Like a candle in a power outage, The New York Times is still publishing through news.nytco.com, and directly via its IP address: 170.149.168.130. Amidst all of this, the Wall Street Journal has opportunistically taken down their paywall and is promoting tweets to read their content for free. When I went to the Times' page to read an article about its own attack, I was booted out by the paywall—that is, right after I copy-pasted it into a Word doc.

The Times Chief Information Officer Marc Frons issued a statement explaining the attack was, "the result of a malicious external attack by the Syrian Electronic Army, or someone trying very hard to be them.” He warned employees to “be careful when sending e-mail communications until this situation is resolved.”

Meanwhile the announcement on the Times' Facebook page is being bombarded with calls of "Allah, Souria, Bashar o bas! Yankee go home!"—calls for Allah, Syria and Bashar al-Assad only, followed by a classic call against American intervention.
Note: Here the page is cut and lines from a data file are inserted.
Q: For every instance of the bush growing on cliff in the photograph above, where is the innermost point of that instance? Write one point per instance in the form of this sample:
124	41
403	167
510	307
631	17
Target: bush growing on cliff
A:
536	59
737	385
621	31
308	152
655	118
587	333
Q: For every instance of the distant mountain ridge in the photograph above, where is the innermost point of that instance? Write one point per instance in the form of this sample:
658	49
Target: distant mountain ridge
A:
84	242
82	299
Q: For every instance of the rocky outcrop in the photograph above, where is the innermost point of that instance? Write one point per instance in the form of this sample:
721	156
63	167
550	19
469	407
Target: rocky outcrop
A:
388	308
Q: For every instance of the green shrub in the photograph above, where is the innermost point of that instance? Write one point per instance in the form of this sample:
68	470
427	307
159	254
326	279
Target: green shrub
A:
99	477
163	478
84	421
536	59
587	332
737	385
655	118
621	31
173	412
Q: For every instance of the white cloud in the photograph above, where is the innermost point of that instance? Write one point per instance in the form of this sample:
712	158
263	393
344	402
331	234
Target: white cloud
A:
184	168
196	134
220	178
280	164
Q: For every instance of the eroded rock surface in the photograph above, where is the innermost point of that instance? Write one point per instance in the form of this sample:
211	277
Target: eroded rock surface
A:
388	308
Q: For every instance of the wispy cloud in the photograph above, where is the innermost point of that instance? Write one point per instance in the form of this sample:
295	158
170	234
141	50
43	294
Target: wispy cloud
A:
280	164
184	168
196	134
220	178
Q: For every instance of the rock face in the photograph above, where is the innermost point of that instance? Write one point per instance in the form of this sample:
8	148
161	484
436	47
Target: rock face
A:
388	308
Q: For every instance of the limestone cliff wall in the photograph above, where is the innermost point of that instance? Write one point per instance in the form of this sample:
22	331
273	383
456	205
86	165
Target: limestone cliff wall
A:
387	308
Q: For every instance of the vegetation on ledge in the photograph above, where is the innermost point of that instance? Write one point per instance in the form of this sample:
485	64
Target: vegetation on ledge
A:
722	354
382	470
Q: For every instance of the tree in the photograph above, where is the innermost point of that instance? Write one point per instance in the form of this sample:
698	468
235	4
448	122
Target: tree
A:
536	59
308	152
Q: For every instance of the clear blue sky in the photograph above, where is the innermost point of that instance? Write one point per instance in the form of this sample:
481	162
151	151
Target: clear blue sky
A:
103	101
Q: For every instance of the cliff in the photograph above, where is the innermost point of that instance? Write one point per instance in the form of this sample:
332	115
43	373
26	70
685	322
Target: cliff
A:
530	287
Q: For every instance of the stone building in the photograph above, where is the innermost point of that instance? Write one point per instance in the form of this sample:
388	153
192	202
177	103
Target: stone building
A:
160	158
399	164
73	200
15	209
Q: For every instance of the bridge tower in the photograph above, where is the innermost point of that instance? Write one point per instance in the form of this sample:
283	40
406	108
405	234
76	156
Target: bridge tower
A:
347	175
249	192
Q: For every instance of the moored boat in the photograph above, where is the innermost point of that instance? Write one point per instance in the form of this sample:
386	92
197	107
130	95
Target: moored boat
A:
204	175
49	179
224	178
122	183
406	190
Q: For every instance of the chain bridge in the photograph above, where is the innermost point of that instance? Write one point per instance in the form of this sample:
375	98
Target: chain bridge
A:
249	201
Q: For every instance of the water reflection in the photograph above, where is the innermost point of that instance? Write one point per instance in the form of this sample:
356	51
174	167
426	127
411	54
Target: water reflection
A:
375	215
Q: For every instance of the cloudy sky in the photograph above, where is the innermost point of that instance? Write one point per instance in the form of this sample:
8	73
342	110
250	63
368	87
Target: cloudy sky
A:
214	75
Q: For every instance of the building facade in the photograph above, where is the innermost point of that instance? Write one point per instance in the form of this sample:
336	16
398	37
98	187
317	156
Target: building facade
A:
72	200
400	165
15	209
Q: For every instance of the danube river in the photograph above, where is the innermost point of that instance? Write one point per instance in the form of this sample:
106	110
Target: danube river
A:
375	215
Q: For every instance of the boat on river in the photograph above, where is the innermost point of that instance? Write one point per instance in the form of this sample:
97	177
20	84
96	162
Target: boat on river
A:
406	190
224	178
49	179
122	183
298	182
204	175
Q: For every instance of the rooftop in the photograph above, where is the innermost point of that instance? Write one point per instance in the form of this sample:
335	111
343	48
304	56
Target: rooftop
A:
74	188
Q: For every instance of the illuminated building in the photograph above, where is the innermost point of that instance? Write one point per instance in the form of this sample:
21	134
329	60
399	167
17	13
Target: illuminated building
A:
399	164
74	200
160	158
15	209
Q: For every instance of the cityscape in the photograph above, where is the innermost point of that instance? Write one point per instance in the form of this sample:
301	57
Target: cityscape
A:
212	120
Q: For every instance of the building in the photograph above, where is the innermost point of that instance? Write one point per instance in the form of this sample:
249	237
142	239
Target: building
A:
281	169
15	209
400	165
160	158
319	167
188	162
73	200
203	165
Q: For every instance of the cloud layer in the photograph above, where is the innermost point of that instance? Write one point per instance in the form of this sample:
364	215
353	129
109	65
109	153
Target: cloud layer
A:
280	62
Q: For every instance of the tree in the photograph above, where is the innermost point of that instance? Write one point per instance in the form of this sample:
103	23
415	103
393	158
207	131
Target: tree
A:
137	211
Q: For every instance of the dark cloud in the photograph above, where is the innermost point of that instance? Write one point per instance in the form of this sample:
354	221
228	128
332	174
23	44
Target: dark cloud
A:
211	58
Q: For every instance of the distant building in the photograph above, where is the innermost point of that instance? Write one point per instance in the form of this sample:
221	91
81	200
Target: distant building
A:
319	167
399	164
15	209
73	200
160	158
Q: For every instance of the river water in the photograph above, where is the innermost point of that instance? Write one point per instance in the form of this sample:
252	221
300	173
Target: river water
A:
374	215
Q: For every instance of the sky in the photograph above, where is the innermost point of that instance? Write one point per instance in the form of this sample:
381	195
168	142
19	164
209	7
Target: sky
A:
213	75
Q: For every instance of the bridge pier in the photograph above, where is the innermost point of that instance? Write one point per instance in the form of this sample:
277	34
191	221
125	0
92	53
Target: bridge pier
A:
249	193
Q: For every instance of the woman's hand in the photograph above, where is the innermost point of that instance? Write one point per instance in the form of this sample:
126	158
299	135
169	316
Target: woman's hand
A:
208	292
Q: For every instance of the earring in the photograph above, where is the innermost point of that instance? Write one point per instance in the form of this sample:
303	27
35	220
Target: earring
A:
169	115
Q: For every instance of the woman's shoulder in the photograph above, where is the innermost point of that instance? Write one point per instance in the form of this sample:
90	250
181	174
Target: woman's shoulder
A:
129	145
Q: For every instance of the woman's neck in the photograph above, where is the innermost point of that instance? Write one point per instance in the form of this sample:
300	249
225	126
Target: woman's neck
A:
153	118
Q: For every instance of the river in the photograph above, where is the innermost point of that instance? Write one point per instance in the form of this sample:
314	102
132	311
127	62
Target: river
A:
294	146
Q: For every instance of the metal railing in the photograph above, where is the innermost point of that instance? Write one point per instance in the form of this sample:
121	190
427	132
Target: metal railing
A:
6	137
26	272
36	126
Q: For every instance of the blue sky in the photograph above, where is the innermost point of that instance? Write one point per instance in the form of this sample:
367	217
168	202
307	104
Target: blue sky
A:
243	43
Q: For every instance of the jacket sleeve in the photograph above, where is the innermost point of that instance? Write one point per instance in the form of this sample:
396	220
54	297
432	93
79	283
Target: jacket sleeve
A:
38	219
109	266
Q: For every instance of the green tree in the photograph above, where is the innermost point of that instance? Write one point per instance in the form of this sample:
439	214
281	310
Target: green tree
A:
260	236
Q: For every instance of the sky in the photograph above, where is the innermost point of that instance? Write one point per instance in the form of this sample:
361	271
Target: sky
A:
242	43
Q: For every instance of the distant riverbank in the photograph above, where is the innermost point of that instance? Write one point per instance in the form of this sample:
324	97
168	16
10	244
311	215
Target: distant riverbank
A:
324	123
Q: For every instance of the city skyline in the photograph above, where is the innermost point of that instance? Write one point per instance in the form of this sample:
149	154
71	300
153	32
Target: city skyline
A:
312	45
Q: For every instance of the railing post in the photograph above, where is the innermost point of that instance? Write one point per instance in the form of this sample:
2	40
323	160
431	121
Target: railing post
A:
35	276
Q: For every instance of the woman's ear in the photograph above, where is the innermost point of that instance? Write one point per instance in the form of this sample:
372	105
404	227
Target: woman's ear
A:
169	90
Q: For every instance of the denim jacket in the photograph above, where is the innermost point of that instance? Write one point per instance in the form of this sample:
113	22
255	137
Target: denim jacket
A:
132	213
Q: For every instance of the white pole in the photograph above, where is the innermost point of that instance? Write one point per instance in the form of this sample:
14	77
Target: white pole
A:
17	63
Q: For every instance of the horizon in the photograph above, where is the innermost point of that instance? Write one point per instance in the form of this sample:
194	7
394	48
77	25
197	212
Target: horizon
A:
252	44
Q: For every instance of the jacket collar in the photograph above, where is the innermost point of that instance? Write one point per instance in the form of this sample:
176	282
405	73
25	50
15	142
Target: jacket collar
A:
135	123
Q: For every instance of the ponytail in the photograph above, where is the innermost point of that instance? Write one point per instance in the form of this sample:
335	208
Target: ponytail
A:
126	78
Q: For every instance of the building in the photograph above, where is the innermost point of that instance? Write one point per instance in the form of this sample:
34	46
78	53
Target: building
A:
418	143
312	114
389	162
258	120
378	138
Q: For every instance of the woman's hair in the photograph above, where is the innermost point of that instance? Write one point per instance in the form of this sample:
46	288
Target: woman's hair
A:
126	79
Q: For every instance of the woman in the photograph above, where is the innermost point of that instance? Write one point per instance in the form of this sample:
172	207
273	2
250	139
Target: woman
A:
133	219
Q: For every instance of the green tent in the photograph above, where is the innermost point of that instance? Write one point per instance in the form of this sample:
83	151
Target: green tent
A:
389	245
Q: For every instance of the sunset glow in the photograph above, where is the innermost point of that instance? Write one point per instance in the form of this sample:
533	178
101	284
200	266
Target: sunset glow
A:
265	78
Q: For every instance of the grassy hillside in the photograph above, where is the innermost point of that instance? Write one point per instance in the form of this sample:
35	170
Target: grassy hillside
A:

Was the SEA bluffing a moment ago when it tweeted, "@twitter, are you ready? #SEA," with this image attached?:

What else could these attacks affect? When the biggest publishing outlets—where readers would obviously be going to get updates about these attacks—have been compromised, what's the recourse? For now, the obvious thing to do is read Motherboard. In a climate where John Kerry and Barack Obama are just inches from pressing the button on Assad for using chemical weapons, a cyberwar is quickly coming over the horizon.